The phone buzzes in your pocket on the way to the store. You’re driving down a four-lane road, a route you take every day. It’s just a mile and a half to the store, but you don’t want to wait.

Do you dig the phone out and see who texted you? To save time, do you send that reply before you park? On a familiar road, do you think you can easily text and drive because this is an “easy” drive?

A lot of people do … And a lot of people crash

In fact, some studies have shown that around 3,000 young drivers, many of whom are teens, get killed annually in accidents caused by distraction. Technically, a distraction is far more than texting, encompassing anything that splits attention between the road and that activity. Certainly, though, texting is a huge culprit in the smartphone age.

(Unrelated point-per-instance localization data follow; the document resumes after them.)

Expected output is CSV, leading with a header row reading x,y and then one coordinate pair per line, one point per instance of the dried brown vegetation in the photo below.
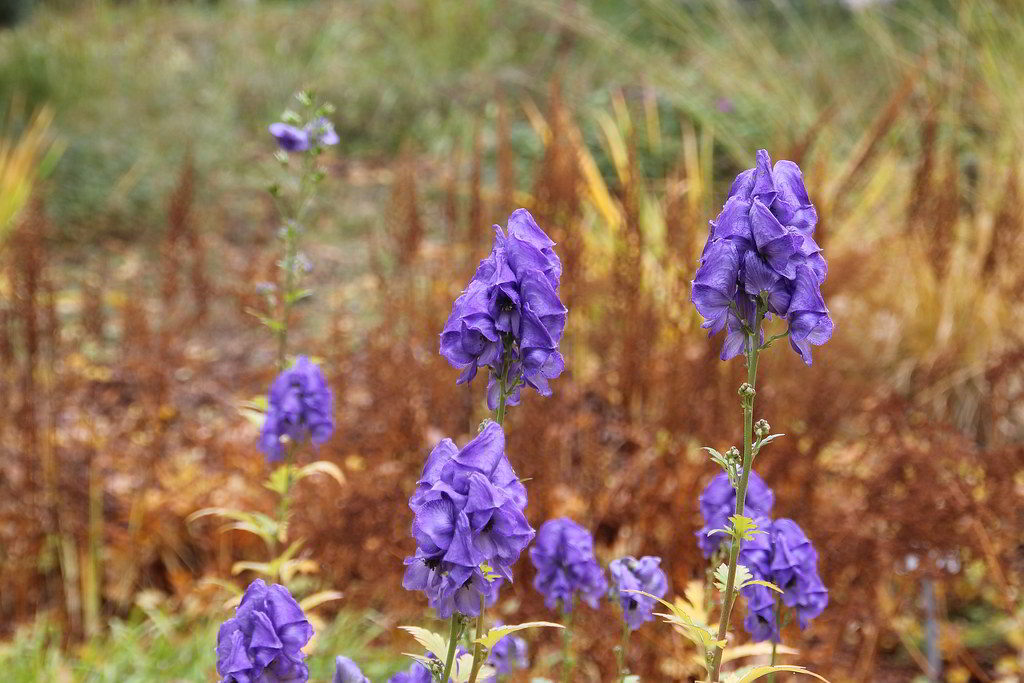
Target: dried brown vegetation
x,y
902,459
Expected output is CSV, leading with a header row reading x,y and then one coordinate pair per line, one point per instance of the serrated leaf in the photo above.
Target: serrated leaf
x,y
432,642
722,577
259,567
758,582
323,467
769,439
761,672
491,638
316,599
713,452
419,657
755,649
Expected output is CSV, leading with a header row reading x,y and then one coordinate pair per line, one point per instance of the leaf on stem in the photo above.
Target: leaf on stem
x,y
491,638
761,672
432,642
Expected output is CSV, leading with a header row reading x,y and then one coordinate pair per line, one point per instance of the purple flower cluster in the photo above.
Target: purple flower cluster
x,y
761,258
784,556
510,318
718,503
299,407
291,138
264,639
629,573
563,555
346,671
468,511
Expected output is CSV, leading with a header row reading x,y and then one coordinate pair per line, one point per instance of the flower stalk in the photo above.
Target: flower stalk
x,y
623,649
568,662
747,391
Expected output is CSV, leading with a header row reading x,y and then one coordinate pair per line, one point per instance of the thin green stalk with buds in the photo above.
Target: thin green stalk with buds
x,y
747,393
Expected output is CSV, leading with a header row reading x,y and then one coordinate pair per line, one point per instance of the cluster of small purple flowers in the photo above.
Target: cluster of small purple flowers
x,y
630,575
292,138
264,639
563,556
468,512
510,318
299,407
761,259
718,503
781,554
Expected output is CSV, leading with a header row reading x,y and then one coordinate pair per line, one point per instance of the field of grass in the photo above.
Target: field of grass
x,y
125,346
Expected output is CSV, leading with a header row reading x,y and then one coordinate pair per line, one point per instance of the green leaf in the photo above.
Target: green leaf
x,y
491,638
698,633
432,642
743,527
766,584
259,567
761,672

It’s often easier to think of statistics based on their daily average. If 3,000 people die annually, that’s about eight young people passing away daily, or one every three hours.

Shockingly, distracted driving is now so common it’s more dangerous than drunk driving. These completely avoidable accidents kill around 2,700 teenagers every year.

The newest danger since drunk driving

Parents put a lot of time into telling their kids not to drive drunk. Schools chime in. Police run awareness campaigns. These are important, but parents, schools and authorities must realize that a teen with a cellphone is more likely to cause a deadly accident than a teen with a beer.

It’s not just teens, but there’s a reason to focus on them specifically. Studies have found that no other age group has as many distracted drivers. About 10 percent of all of the fatal wrecks involving distraction included those between 15 and 19.

Experts point out that the allure is to do it quickly. Teens may not keep staring down at the phone for five seconds, driving the length of a football field without looking at the road. They may not carry out extensive conversations.

They may just try to take a peek

It’s that “it won’t happen to me” mentality. It’s the phone buzzing on a familiar road. Sure, you know the risk is there, but certainly you can fish your phone out and glance down, just to see who sent the message. Or even to see what it says. Surely that’s not enough to cause a crash, right?

The statistics show that it absolutely is. Thousands of people get killed every year. More than a dozen young people die every two days. Texting and driving is incredibly risky, it’s negligent and it’s important for families to know their rights in the wake of an avoidable and tragic crash.